Юрий Андреевич вынул мундштук. Слушал.
– Просил вот по этому адресу подойти. Здесь недалеко, – протянула бумажку.
Он посмотрел адрес, кивнул:
– Да, два квартала… Сейчас прямо?
– Сейчас.
– Понятно, – Юрий Андреевич покрутил инструмент в руках и стал его разбирать. – Вместе пойдем?
– Нет, я останусь. Обед надо сготовить. К поездке собраться.
– К какой поездке?
Жена удивленно подняла брови:
– Мы же на дачу, кажется, собрались.
– А! Ну да, да… Видишь, склероз наступает, – Юрий Андреевич улыбнулся.
И жена улыбнулась, тоже попыталась пошутить:
– Я йоду сегодня наварю, для укрепления памяти. И рыбьего жира куплю на обед. Хорошо?
– Да, дорогая. Я на все согласен.
Захотелось обнять ее, сказать беззаботно: «Да брось ты с обедом, со всем! Сегодня в ресторан пойдем».
– Серьезно, что приготовить? – спросила жена.
Юрий Андреевич чуть было не пожал по привычке плечами, но вовремя спохватился. И предложил:
– Может, борща? Такого, пожирней. Мясо-то есть?
– Даже кость есть мозговая! Специально приберегла.
– Вот, отличненько! После тасканья пианино самое то…
Он закрыл футляр, отнес в комнату. Положил на папку с нотной бумагой. Стал одеваться. И каждое движение сейчас совершал осмысленно, отмечал его, чувствовал мышцы и жилы, готовясь к физической нагрузке… Когда-то он занимался боксом, легкой атлетикой, неплохо плавал. Лет в тридцать пять забросил. Зря, конечно. С тех пор и началось постепенное увядание, убавление энергии. Может, пробежки по утрам устроить? Дворы у них тут тихие, ровные… Хотя ведь дача скоро, не до пробежек будет.Но физических нагрузок сегодня принимать не пришлось. Муж дочери Борис, предприниматель, узнав про перевоз пианино, решил помочь родне, нанял шестерых грузчиков, грузовую «Газель». Так что Юрию Андреевичу оставалось наблюдать, волноваться, чтобы не поцарапали лакированную стенку инструмента, чтобы не покатился он по лестнице, кому из грузчиков руку не прищемило.

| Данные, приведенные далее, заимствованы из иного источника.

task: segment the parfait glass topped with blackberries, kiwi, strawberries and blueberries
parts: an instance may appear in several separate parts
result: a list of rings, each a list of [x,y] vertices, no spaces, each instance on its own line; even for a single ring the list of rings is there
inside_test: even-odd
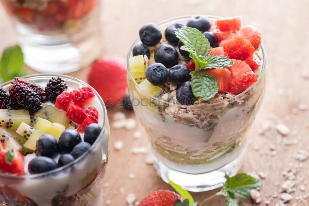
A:
[[[2,204],[101,204],[109,125],[89,85],[43,74],[4,83],[0,134]]]

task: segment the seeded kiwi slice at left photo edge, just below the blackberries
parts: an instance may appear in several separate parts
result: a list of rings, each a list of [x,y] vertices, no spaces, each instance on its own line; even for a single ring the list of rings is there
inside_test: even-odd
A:
[[[30,124],[29,111],[0,109],[0,127],[17,129],[22,122]]]

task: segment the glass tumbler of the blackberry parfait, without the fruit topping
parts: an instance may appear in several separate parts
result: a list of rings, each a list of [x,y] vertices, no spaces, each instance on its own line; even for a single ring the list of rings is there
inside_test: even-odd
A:
[[[60,76],[70,90],[89,86],[81,80],[59,74],[35,74],[23,78],[29,82],[46,85],[47,81],[54,76]],[[11,86],[11,81],[1,86],[7,90]],[[102,204],[102,182],[108,162],[110,134],[104,102],[93,88],[92,90],[97,98],[98,124],[102,130],[90,149],[74,161],[49,172],[18,176],[0,173],[1,205],[97,206]]]

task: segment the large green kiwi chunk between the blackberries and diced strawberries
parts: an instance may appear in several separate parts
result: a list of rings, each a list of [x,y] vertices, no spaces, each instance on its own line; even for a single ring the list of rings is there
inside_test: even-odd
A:
[[[50,122],[58,122],[68,128],[70,120],[66,117],[66,111],[62,109],[58,109],[57,107],[53,107],[49,104],[42,104],[42,109],[34,114],[34,116],[38,116],[45,120],[49,120]]]

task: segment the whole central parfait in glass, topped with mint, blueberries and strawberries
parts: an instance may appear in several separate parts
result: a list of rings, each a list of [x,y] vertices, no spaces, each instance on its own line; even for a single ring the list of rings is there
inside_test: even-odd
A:
[[[241,17],[184,16],[141,27],[129,93],[161,177],[191,191],[235,174],[265,87],[260,32]],[[203,180],[203,181],[201,181]]]

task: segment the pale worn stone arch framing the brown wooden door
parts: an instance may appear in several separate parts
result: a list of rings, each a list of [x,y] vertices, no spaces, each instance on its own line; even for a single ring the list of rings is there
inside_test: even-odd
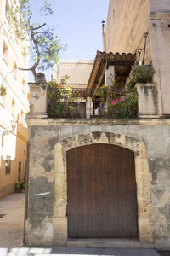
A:
[[[66,137],[54,147],[54,244],[64,245],[67,242],[67,183],[66,152],[72,148],[93,143],[109,143],[134,152],[135,176],[137,183],[139,241],[151,242],[150,233],[150,182],[146,147],[142,141],[123,134],[95,131]]]

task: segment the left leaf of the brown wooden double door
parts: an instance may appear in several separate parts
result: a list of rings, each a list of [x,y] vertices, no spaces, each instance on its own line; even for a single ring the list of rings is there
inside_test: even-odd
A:
[[[100,237],[100,175],[98,146],[67,153],[68,234],[71,238]]]

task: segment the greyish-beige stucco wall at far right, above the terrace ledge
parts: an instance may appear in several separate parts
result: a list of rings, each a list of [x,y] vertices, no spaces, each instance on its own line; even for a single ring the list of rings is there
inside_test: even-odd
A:
[[[150,30],[159,114],[170,115],[170,2],[150,0]]]

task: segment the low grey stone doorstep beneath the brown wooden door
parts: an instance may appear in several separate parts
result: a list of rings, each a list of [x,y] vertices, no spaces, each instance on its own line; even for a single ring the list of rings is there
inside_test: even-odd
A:
[[[130,238],[89,238],[67,240],[67,247],[91,247],[91,248],[153,248],[153,244],[141,243],[138,239]]]

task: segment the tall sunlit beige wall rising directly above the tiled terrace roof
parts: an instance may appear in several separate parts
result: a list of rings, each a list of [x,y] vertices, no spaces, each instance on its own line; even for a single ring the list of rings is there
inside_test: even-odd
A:
[[[105,31],[106,52],[135,53],[144,48],[144,32],[150,33],[149,13],[148,0],[111,0]],[[146,63],[149,63],[150,34],[146,53]]]

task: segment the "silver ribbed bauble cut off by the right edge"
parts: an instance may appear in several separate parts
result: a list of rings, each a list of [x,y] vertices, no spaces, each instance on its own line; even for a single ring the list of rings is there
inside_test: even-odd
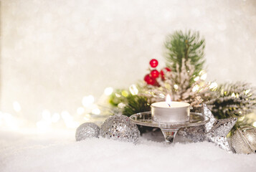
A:
[[[236,153],[256,153],[256,128],[244,126],[234,131],[230,139]]]

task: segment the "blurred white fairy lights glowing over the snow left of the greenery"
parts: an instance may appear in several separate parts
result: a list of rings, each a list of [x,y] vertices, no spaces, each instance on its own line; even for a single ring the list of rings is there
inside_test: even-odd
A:
[[[113,92],[113,87],[106,87],[104,95],[109,96]],[[19,102],[13,102],[15,113],[21,113],[22,106]],[[93,95],[87,95],[82,98],[82,106],[77,108],[77,116],[82,116],[79,120],[70,115],[67,110],[60,111],[61,113],[51,113],[49,110],[42,110],[42,118],[36,123],[31,123],[27,120],[19,118],[19,115],[5,113],[0,111],[0,128],[8,130],[19,130],[20,128],[32,127],[37,128],[39,131],[48,131],[53,128],[77,128],[81,121],[93,120],[91,117],[100,115],[101,111],[99,106],[95,103]]]

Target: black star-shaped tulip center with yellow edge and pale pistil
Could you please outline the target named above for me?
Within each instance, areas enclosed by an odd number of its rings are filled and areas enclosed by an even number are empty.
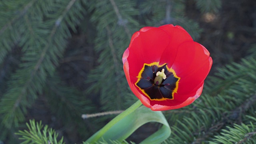
[[[174,92],[177,91],[179,79],[167,64],[162,66],[154,63],[144,64],[135,85],[151,100],[172,100]]]

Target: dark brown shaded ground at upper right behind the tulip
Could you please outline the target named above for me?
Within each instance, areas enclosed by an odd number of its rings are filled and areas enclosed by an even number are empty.
[[[216,67],[238,62],[248,55],[250,45],[256,43],[255,0],[223,0],[218,14],[203,15],[194,11],[193,0],[189,0],[187,14],[204,29],[198,42],[213,58],[211,73],[216,72]]]

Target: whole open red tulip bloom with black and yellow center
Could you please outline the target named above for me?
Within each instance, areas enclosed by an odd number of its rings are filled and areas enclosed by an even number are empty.
[[[122,60],[132,92],[151,110],[194,102],[212,66],[208,50],[172,24],[135,32]]]

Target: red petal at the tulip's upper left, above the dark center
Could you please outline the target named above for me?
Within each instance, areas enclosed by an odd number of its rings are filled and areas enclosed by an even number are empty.
[[[138,35],[138,36],[137,36]],[[160,28],[142,28],[133,36],[129,46],[130,74],[138,76],[144,63],[159,62],[160,57],[170,42],[169,35]]]

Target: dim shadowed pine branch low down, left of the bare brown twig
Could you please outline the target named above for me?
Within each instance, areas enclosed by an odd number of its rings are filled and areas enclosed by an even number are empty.
[[[47,79],[47,85],[44,88],[47,105],[54,116],[63,122],[62,130],[74,130],[73,133],[77,132],[76,135],[88,138],[102,125],[88,123],[88,121],[84,123],[81,115],[93,112],[96,107],[80,90],[64,83],[58,74]]]

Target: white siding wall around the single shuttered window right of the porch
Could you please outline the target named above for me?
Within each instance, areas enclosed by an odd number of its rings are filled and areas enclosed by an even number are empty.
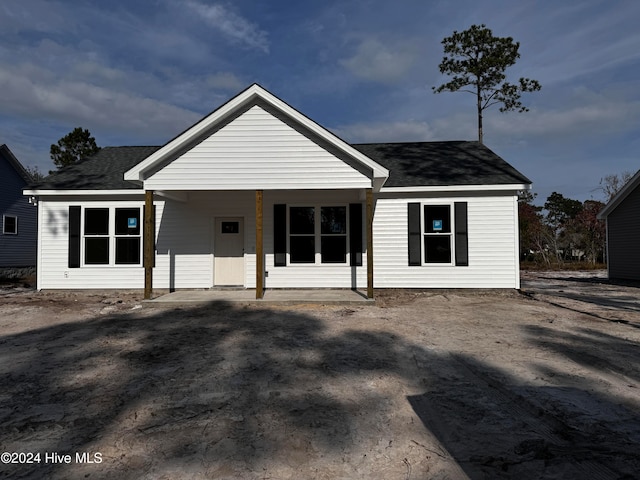
[[[469,266],[408,264],[407,205],[467,202]],[[421,214],[424,210],[421,209]],[[519,288],[515,197],[381,198],[373,222],[376,288]]]

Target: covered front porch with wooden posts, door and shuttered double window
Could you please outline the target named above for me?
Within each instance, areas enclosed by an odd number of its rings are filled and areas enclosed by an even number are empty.
[[[254,299],[336,289],[373,298],[373,209],[372,189],[362,188],[147,190],[145,298],[154,288],[232,288]],[[312,217],[310,235],[296,231],[307,219],[296,220],[300,214]]]

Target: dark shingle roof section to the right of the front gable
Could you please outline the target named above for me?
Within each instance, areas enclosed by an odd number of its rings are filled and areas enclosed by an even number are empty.
[[[385,187],[531,183],[480,142],[352,145],[389,170]]]

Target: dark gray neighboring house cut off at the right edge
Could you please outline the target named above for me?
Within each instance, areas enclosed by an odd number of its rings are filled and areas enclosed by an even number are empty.
[[[598,218],[607,222],[609,278],[640,281],[640,170]]]

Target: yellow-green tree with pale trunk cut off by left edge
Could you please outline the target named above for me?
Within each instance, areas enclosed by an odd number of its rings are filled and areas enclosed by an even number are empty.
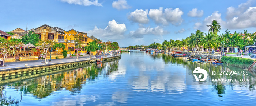
[[[2,43],[0,43],[0,54],[3,55],[3,66],[6,55],[10,52],[12,48],[16,47],[18,44],[19,42],[11,40],[3,40]]]

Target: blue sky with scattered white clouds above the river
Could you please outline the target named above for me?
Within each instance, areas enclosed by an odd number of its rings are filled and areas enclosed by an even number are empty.
[[[229,29],[255,32],[256,0],[1,0],[0,30],[48,24],[74,28],[120,47],[185,39],[217,20]]]

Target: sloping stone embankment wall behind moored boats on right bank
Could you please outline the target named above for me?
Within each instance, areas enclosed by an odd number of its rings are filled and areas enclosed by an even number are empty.
[[[183,52],[184,54],[187,54],[188,56],[190,57],[193,57],[193,58],[202,58],[202,59],[206,59],[207,56],[209,59],[221,59],[221,56],[219,55],[210,55],[210,54],[204,54],[204,53],[192,53],[192,52]]]

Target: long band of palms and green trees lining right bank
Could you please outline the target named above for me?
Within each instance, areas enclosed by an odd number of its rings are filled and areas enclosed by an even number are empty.
[[[142,46],[141,48],[155,48],[162,50],[195,50],[204,51],[211,49],[219,50],[218,47],[238,47],[242,50],[246,49],[245,46],[253,44],[253,40],[256,38],[255,33],[244,32],[231,33],[229,30],[225,30],[225,34],[218,34],[221,30],[221,25],[216,20],[213,20],[209,27],[208,33],[204,33],[201,30],[191,33],[185,39],[181,40],[164,40],[161,43],[151,43],[148,46]],[[129,46],[129,49],[139,48],[138,46]],[[233,53],[234,49],[231,50]]]

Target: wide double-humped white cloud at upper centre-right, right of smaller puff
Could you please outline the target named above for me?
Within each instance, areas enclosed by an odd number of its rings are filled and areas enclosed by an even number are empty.
[[[169,25],[171,23],[176,26],[183,22],[181,15],[183,15],[183,11],[180,8],[166,8],[163,11],[163,8],[160,7],[159,9],[150,9],[148,13],[148,16],[157,24]]]

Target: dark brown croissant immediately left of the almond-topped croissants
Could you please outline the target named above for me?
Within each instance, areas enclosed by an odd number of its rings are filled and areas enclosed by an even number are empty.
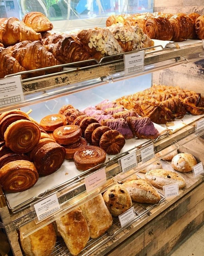
[[[72,37],[65,37],[56,44],[46,45],[46,48],[63,64],[92,59],[82,44]]]

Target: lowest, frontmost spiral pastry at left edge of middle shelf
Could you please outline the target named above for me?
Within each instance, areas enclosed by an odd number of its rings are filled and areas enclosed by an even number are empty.
[[[6,192],[21,192],[31,188],[38,180],[34,164],[27,160],[6,163],[0,169],[0,184]]]

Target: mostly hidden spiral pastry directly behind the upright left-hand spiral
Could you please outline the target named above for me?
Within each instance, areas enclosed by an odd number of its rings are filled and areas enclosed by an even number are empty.
[[[6,131],[7,127],[17,120],[29,120],[28,117],[23,116],[21,114],[10,114],[6,115],[0,121],[0,138],[4,138],[4,132]]]

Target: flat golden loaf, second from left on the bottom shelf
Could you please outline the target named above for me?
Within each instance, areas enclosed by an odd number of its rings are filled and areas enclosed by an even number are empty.
[[[56,219],[57,229],[72,255],[78,255],[89,240],[87,221],[78,207]]]

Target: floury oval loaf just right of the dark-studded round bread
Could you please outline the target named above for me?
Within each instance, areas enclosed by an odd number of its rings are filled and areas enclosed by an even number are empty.
[[[137,179],[126,181],[123,186],[127,189],[131,199],[139,203],[158,203],[159,193],[146,180]]]

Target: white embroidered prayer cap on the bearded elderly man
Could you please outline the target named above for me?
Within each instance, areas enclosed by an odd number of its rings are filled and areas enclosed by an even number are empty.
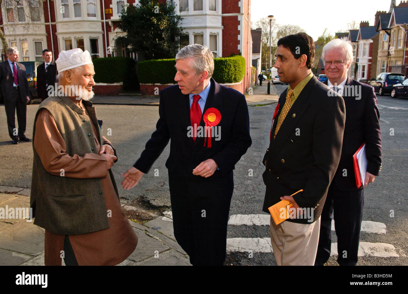
[[[91,54],[88,50],[82,51],[80,48],[75,48],[67,51],[61,51],[58,54],[57,60],[58,73],[66,71],[67,69],[73,69],[74,67],[90,64],[92,62]]]

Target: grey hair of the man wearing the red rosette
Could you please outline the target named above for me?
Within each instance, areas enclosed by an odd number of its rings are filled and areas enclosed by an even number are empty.
[[[195,58],[193,61],[193,69],[195,71],[195,75],[199,75],[204,71],[208,72],[207,79],[209,79],[213,75],[214,56],[210,49],[208,49],[208,47],[200,44],[191,44],[185,46],[176,54],[176,61],[179,59],[187,59],[190,57]]]

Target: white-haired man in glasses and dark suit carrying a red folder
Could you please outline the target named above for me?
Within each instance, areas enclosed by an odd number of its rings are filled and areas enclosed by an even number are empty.
[[[323,47],[322,59],[327,84],[343,96],[346,104],[346,127],[337,172],[331,183],[322,211],[319,247],[315,265],[323,265],[330,257],[331,218],[334,210],[337,234],[337,262],[356,265],[363,217],[364,187],[374,181],[381,170],[381,130],[377,97],[372,86],[347,76],[353,60],[350,42],[335,39]],[[364,186],[357,188],[353,154],[366,143],[367,172]]]

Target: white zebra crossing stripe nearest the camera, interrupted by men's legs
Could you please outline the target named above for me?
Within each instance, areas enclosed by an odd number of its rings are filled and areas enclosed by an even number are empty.
[[[227,238],[227,252],[271,253],[271,238]],[[337,256],[337,243],[332,243],[330,255]],[[386,243],[360,242],[358,256],[399,257],[395,247]]]

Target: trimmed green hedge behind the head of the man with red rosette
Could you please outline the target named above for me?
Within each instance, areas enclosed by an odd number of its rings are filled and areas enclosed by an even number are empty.
[[[175,84],[175,59],[146,60],[137,64],[137,76],[142,84]],[[245,58],[233,56],[214,59],[213,78],[217,83],[241,82],[245,75]]]

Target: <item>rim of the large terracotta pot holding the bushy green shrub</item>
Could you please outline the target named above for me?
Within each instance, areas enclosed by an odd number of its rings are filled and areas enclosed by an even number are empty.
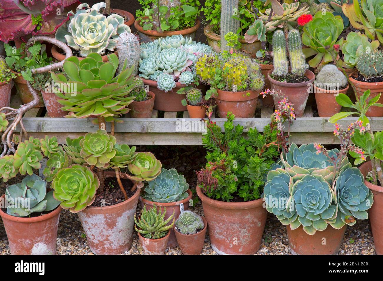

Борис и сын Саша были тут же, тоже наблюдали и волновались; Борис время от времени руководил. Он владел тремя интернет-кафе, имел несколько киосков с музыкальными дисками. Жил не сказать чтобы богато, но ездил на редкой в их городе «Вольво», двухкомнатную квартиру недавно сменил на четырехкомнатную. Зато и детей у них со Светланой было уже трое. И, что интересно, даже после рождения третьего Светлана сохраняла фигуру и свежесть, девическую веселость. Не то что большинство других, кого и рождение одного превращает в непонятное бесформенное существо… Нет, достаток в семье все-таки великое дело.